Flaky-test detection in CI. Mature setups detect flakiness by re-running failed tests once and flagging any test that flips fail→pass as flaky — recording it, not hiding it. Tooling that does this includes:

pytest-rerunfailures (Python), Maven Surefire / Gradle retry plugins (JVM) — re-run on failure and surface that a retry happened.
go test -count=N and CI scripts for loop-detection.
Platform tools: Datadog Test Optimization, BuildPulse, Gradle Enterprise/Develocity flaky detection, and Google's internal flaky-test infrastructure — they aggregate fail-then-pass events into dashboards and per-test flakiness scores.

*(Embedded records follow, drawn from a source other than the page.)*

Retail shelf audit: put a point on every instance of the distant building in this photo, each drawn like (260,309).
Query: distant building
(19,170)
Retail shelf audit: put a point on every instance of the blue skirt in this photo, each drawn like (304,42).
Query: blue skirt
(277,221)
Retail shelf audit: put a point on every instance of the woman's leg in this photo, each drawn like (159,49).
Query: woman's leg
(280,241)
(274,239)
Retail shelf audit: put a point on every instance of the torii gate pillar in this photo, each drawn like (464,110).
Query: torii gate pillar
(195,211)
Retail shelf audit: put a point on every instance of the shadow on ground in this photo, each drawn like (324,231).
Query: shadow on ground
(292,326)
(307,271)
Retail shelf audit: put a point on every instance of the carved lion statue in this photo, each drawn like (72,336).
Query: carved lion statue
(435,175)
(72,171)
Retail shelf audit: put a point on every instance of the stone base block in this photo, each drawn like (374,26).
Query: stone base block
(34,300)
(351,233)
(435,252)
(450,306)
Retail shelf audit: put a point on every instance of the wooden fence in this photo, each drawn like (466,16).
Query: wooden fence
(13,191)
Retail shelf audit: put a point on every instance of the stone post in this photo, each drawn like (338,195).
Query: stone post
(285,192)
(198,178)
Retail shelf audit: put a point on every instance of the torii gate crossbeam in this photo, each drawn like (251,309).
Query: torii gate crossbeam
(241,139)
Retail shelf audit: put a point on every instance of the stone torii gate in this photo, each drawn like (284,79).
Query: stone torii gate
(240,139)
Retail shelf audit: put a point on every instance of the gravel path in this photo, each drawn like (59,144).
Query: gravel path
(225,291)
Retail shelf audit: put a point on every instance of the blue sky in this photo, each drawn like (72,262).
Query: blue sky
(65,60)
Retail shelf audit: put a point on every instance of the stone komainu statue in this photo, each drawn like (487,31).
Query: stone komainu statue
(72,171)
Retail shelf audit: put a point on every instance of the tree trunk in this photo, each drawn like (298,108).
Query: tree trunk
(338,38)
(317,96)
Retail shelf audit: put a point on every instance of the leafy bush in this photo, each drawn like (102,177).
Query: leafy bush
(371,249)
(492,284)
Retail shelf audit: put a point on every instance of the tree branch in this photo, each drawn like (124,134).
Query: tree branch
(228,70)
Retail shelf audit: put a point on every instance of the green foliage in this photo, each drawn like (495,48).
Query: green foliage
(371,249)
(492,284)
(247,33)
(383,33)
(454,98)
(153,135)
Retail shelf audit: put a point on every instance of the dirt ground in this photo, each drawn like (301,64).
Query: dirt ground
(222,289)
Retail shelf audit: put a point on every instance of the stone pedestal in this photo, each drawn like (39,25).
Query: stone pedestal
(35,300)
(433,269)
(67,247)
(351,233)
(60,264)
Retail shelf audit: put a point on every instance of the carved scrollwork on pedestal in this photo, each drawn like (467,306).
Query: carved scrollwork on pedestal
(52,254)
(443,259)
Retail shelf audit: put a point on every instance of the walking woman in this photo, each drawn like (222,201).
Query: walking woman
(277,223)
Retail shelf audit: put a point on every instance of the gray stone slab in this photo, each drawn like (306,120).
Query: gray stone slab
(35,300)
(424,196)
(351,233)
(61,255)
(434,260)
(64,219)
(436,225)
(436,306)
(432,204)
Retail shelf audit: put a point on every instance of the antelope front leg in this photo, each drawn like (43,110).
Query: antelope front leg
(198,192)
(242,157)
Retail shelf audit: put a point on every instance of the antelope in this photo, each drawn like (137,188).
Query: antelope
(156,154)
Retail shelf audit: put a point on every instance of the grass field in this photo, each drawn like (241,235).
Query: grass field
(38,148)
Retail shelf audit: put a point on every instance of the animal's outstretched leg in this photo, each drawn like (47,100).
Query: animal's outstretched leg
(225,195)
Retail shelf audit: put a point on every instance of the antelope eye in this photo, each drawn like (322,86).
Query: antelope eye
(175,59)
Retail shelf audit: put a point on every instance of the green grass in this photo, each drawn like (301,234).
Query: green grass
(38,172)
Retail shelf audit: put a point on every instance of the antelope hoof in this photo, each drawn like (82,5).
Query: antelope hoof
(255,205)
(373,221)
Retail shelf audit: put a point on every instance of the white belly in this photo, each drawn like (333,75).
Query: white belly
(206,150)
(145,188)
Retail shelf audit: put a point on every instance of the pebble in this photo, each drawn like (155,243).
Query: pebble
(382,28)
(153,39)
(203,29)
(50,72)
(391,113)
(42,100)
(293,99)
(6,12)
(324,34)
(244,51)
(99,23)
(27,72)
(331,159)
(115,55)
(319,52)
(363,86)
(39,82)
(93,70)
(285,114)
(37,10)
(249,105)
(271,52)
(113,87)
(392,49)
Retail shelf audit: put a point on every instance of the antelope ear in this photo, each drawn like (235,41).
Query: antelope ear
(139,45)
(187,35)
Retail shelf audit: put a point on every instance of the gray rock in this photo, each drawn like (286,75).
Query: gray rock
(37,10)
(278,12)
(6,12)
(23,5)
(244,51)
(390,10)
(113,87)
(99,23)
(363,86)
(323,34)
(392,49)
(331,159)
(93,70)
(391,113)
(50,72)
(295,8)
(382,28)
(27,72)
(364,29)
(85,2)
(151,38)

The non-negotiable rule: reruns are for identifying flakiness, never for silently making CI green. If a test needed a rerun to pass, that fact must be recorded and visible.

Real-World Examples¶

Shuffle exposes the rot. A team turns on go test -shuffle=on and 14 previously-green tests start failing — all were order-dependent, propped up by alphabetical run order. The suite was lying for months.
The race detector earns its keep. A test flaked 1-in-200. -race revealed an unsynchronized map write in production code. The flaky test had been catching a real concurrency bug nobody believed.
TZ=UTC saves the build. A date-formatting test passed in CI (UTC) and failed for an engineer in UTC+9. Pinning TZ=UTC everywhere — local and CI — ended a recurring "works on my machine" argument.

Mental Models¶

Walk the taxonomy. Eight families. Name the bucket, apply the canonical fix.
Push variability behind a seam. Clock, RNG, network, locale — inject them so tests control them.
Hermetic or honest. A test should depend only on its own inputs; if it must touch the real world, label it and quarantine its flakiness risk.
Reruns diagnose, never disguise. Re-running to find flakiness is science; re-running to hide it is fraud.

Common Mistakes¶

Bumping the sleep instead of polling. A slower flaky test is still flaky.
Cleaning up in the test body, not teardown. If the test fails mid-way, cleanup is skipped and the next test inherits the mess. Use fixtures/defer/finally.
Asserting on unordered collections (maps, sets, parallel results) as if they were ordered.
Blaming the test for a real race. Run -race before deciding the product is fine.
Mocking the clock in one place, reading now() in another. Inject it everywhere or the flake survives.
Calling reruns a "fix." They're detection, not a cure.

Test Yourself¶

Name all eight root-cause families and give a one-line fix for each.
A test passes in the full suite but fails when run alone. Which family, and how do you fix it?
Show how to make a date-dependent function testable without sleep or wall-clock reads.
What does go test -shuffle=on (or pytest -p randomly) help you find?
Distinguish using reruns to detect flakiness from using them to hide it. Why does the distinction matter?

Cheat Sheet¶

ROOT-CAUSE TAXONOMY (name the bucket, apply the fix)
  1 Async/timing   sleep → poll (Eventually / wait_until)
  2 Order/state    pass-in-suite-fail-alone → isolate state; shuffle to detect
  3 Isolation      leaked singleton/static/DB → reset in teardown; txn rollback
  4 Concurrency    1/N failures → run -race; fix the REAL race (test or product)
  5 Non-determinism random→seed; time→inject clock; map→sort; locale→pin TZ
  6 External deps   network/3rd-party → stub; make hermetic
  7 Resource leaks  fails late, ports/FDs/mem → close in teardown; ephemeral ports
  8 Environment     CI≠local → pin TZ/locale/OS/container

DETECTION
  Reproduce: go test -count=100 | pytest --count=100
  Shuffle:   go test -shuffle=on | pytest -p randomly
  Races:     go test -race | ThreadSanitizer
  Metric:    flakiness rate = failures / total runs (trend it)
  RULE: reruns DETECT flakiness, never HIDE it.

Summary¶

Nearly every flaky test belongs to one of eight families: async/timing, order & shared state, isolation failures, concurrency/races, non-determinism, external dependencies, resource leaks, and environment differences. For each, learn the smell and the canonical fix — and notice the unifying theme: push every uncontrolled input behind an injectable seam and isolate every test's state. Then measure: reproduce with high-count reruns, shuffle to expose order dependence, run race detectors, and track a per-test flakiness rate. Use reruns to detect flakiness, never to hide it — because a flaky test is a broken test, and the trust it erodes is the only asset your suite has.